End-of-life care decisions should be a collaborative process, Downs said. "But where the care demanded by the family is futile from a medical perspective, there needs to be a better way to resolve the question than going to court to order doctors to provide care they are uncomfortable providing. ... The doctor is the medical expert and should have a place at the table to give guidance."
Trinitas said it consulted with Betancourt's family and made efforts to transfer him elsewhere but could not find another facility willing to continue caring for him.
"Patients do have a right to choose among available and appropriate treatment, but not to decide what's medically appropriate," and in this case, doctors had done all they could do, said Trinitas' vice president and general counsel Sam Germana.
But Betancourt's attorney, Todd Drayton, said the hospital decided on its own to discontinue support.
"We're not saying patients have the right to demand extraordinary or experimental treatment a hospital feels is inappropriate.

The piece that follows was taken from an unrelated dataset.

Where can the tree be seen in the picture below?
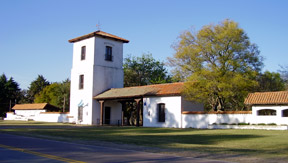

That's not the issue," he said. "The facts of our case are whether or not a hospital can unilaterally terminate life-sustaining support over the objections of the family."
The answer is no, Drayton said. He pointed to state Supreme Court precedents upholding patients' rights to determine their care or have someone act on their behalf, particularly in end-of-life circumstances.
Downs said New Jersey case law primarily has addressed patients' rights to refuse or withdraw medical treatment.
The Betancourt case, however, opens the door for the courts to address for the first time whether doctors must continue providing care they consider medically unwarranted and even unethical, he added.